Dr. Omalu: CTE is the disease of the brain you suffer when you’re exposed to any type of blow to your head. It’s not just in football [but also] in motorcycle accidents, in industrial accidents, in child abuse, in assaults. When you suffer brain damage from such a blow, the brain damage is permanent because the brain does not have any reasonable ability to cure itself of any injury. In contact sports—with or without a helmet, with or without a concussion—when you expose your head and your brain to seemingly innocuous blows without any symptoms, over time those blows can cause permanent brain damage that would manifest in a constellation of symptoms, which are progressive.
What are the symptoms of CTE?
The symptoms could range from loss of intelligence, loss of judgment, loss of cognitive capacity, inability or diminution in the ability to engage in complex intellectual activity, mood disorders, rampant fluctuations in mood, exaggerated responses to life stresses, drug abuse, alcoholism, suicidal attempts, or suicide. Where this is very dangerous is you could receive these blows to your head over time without manifesting any symptoms whatsoever. But radiologically and neuropsychiatrically, when you’re tested, we could elicit evidence of damage.
Why was it important to you to share your findings with the world?
I came from Nigeria—Nigeria is a very corrupt country. I ran away from corruption and came here just to find out that the NFL was systemically and systematically concealing this fact from the players. The players in retirement were all suffering in obscurity. I found that very painful. I said, “Not in America, a country I have so much faith in.” … Using my education, I wanted to become a voice for the voiceless.
Did you expect such strong backlash from the NFL?
I did not. I thought, in the American spirit, I found something that was of value. I was excited. I was happy about it, and I wanted to take it to the NFL hoping they would open up their doors and invite me in. So I was shocked, amazed, and flabbergasted that the door was shut in my face and that they came after me. I had to stand firm on pushback. I’m a human being. I’m a son of God. Nobody’s better than me, I’m no better than anybody, but the truth will always prevail. I choose to stand by the truth.
What should people know about CTE?
People should be educated and enlightened so when they make the decision to play or not to play, they are making their own decision. You cannot make football safe; that would be a misappropriation of the facts. … But this is America.

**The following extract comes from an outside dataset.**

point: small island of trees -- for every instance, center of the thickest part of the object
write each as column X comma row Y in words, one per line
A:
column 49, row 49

People have the freedom to do whatever they want. [And] we should embrace the facts and educate the people.
What further research do you believe still needs to be made?
To see if we can quantify the disease in living people. And then we should be focused on pharmacological interventions. I think that would be what would help us, if there were drugs and agents we could use to at least slow down the disease.
What does it feel like to have this event from your life become the subject of books and now a movie?
To be honest with you, this has never been about me. It’s about the truth and about the football players and their families who are suffering in silence. So it’s never been about me. I’m happy for them, I think they’ve been vindicated. I’m happy for the truth. The truth has been vindicated. I’m happy that Hollywood again is stepping up to become a very powerful agent of change. It’s a wonderful country. I’m happy for Hollywood. I’m happy for Will Smith. I’m happy for every family who has become a victim of this disease and the misappropriation of the truth and the science. I’m happy for the humanity of science because science should serve mankind, not mankind serving science.
What do you most enjoy about studying the brain?
The brain is such an interesting organ. The brain is like a very big, complex orchestra. When you’re looking at the brain microscopically, it’s unbelievable. I can’t describe it. The brain is a very spoiled organ. It’s like a spoiled child and yet a very sensitive child, and such a sensitive child needs very tender care. Whenever I look at the brain, I’m reminded of the might of God, the invincibility of God. That’s what the brain reminds me of. There are more than 200 billion cells in the brain. Can you imagine that?